The paper proposes a novel gradient merging algorithm, MG-WFBP, that optimally combines short communication tasks to enhance distributed training efficiency.

Findings

MG-WFBP outperforms existing methods in scalability.

It effectively reduces communication time in distributed training.

Experimental results confirm improved training speed and scalability.

Abstract

Distributed synchronous stochastic gradient descent has been widely used to train deep neural networks (DNNs) on computer clusters. With the increase of computational power, network communications generally limit the system scalability. Wait-free backpropagation (WFBP) is a popular solution to overlap communications with computations during the training process. In this paper, we observe that many DNNs have a large number of layers with only a small amount of data to be communicated at each layer in distributed training, which could make WFBP inefficient.
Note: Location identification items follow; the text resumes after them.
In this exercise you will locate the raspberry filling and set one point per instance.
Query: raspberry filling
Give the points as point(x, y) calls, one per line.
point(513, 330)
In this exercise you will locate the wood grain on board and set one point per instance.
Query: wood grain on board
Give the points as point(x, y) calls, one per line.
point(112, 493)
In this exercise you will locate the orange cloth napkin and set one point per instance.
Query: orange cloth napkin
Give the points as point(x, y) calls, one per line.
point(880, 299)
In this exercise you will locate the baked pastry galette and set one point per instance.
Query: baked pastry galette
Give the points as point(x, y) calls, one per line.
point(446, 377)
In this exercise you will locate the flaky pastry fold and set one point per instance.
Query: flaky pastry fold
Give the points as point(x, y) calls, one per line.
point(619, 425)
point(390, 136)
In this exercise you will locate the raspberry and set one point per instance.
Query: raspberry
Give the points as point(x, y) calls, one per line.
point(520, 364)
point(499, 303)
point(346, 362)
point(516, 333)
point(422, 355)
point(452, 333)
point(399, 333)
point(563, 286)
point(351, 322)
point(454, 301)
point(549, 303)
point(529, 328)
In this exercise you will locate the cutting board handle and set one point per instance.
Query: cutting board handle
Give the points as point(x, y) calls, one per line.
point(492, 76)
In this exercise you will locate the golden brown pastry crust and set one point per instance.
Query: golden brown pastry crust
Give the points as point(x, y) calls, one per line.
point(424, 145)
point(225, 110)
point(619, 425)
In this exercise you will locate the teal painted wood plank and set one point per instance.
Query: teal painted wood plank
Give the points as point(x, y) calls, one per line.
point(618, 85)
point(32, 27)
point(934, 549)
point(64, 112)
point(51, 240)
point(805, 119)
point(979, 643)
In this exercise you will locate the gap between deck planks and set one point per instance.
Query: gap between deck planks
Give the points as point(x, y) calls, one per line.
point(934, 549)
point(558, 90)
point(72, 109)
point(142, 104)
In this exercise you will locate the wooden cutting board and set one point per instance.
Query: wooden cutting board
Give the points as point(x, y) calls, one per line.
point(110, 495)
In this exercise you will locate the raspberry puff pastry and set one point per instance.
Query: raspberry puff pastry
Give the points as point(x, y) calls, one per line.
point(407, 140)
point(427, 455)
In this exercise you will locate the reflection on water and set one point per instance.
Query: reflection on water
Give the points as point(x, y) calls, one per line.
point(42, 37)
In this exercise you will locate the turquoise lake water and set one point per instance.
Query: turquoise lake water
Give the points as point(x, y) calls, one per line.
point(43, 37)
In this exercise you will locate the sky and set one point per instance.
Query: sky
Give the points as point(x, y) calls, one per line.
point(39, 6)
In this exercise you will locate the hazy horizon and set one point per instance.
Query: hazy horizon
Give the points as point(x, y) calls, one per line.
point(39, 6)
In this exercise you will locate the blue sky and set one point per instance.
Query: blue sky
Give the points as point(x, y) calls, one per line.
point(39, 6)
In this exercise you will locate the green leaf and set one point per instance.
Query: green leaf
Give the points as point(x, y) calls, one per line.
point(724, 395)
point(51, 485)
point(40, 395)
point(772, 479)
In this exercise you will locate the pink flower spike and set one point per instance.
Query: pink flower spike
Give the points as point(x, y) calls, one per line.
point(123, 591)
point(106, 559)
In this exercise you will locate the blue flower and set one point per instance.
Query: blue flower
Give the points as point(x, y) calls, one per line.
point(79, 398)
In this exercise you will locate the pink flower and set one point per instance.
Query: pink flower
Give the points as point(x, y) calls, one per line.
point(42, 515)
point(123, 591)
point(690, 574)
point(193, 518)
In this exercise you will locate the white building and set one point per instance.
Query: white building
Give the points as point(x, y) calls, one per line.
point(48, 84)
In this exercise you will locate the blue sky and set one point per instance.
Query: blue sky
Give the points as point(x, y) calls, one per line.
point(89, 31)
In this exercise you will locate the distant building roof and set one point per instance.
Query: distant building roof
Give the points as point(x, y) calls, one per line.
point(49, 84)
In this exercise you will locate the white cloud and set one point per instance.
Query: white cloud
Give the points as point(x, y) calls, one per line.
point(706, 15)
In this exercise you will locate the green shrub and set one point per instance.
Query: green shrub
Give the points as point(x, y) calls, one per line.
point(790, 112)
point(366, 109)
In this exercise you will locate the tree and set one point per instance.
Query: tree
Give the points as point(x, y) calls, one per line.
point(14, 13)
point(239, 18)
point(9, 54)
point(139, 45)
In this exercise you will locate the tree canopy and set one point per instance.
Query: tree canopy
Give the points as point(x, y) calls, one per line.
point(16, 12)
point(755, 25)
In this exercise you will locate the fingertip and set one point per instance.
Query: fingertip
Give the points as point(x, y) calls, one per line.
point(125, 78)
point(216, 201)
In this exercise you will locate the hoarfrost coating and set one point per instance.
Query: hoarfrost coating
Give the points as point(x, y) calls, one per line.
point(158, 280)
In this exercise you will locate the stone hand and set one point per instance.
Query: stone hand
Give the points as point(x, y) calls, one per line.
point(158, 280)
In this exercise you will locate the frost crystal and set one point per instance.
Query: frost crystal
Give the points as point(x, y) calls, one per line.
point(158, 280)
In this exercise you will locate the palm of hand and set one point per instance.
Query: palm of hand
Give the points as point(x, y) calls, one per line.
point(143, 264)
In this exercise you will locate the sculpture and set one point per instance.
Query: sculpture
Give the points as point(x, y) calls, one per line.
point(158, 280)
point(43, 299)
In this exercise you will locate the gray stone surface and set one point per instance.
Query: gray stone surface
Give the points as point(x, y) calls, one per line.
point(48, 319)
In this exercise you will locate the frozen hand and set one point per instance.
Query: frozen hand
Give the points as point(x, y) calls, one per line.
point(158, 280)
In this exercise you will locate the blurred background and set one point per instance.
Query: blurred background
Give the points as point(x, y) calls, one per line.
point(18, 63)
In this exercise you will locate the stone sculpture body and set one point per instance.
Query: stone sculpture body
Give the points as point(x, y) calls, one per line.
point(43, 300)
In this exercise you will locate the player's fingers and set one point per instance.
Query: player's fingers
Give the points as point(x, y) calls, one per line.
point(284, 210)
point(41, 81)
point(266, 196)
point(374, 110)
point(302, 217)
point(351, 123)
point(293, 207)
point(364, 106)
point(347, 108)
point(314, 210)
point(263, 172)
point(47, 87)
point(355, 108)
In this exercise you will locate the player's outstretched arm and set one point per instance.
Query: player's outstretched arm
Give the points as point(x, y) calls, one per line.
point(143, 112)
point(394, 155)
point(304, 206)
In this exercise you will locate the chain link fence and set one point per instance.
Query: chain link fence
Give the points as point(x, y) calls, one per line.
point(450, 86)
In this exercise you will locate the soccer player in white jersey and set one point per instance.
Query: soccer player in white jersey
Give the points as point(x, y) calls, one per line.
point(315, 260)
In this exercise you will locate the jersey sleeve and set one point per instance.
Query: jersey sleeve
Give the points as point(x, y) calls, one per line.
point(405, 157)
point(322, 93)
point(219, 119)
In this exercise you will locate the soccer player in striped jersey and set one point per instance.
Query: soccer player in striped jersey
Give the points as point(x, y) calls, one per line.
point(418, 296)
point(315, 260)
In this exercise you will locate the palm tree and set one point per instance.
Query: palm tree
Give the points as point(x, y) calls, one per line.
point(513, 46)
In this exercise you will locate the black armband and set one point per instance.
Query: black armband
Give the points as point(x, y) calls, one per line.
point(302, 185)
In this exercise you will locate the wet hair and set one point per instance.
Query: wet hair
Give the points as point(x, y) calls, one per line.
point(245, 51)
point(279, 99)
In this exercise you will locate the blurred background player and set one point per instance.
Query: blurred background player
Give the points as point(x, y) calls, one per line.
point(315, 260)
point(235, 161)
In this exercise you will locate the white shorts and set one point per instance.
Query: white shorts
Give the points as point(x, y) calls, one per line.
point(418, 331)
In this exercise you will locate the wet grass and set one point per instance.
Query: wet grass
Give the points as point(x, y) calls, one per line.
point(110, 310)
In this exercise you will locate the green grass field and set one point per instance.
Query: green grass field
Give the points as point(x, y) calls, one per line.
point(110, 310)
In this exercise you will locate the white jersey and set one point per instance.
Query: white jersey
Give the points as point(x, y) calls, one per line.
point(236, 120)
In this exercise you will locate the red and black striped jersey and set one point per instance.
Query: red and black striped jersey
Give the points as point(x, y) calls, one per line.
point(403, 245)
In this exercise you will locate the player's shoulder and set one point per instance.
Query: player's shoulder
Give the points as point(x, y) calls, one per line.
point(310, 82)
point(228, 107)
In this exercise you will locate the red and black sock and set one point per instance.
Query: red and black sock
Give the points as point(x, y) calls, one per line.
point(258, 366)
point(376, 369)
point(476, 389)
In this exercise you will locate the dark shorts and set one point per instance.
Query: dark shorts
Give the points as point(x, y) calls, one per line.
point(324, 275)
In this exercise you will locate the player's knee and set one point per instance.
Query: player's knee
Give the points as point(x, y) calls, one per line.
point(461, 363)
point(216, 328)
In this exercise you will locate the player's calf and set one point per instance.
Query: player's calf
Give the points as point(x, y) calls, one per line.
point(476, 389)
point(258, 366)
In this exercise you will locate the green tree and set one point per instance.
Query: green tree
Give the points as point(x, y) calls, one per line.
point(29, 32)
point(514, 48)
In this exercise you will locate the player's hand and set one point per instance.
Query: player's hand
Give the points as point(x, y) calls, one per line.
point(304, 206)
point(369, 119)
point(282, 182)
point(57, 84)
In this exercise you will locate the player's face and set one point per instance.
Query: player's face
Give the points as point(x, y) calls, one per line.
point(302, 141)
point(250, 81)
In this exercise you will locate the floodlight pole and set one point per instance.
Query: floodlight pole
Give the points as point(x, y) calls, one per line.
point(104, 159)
Based on the fact that merging some short communication tasks into a single one can reduce the overall communication time, we formulate an optimization problem to minimize the training time in pipelining communications and computations. We derive an optimal solution that can be solved efficiently without affecting the training performance. We then apply the solution to propose a distributed training algorithm named merged-gradient WFBP (MG-WFBP) and implement it in two platforms Caffe and PyTorch. Extensive experiments in three GPU clusters are conducted to verify the effectiveness of MG-WFBP. We further exploit trace-based simulations of 4 to 2048 GPUs to explore the potential scaling efficiency of MG-WFBP. Experimental results show that MG-WFBP achieves much better scaling performance than existing methods.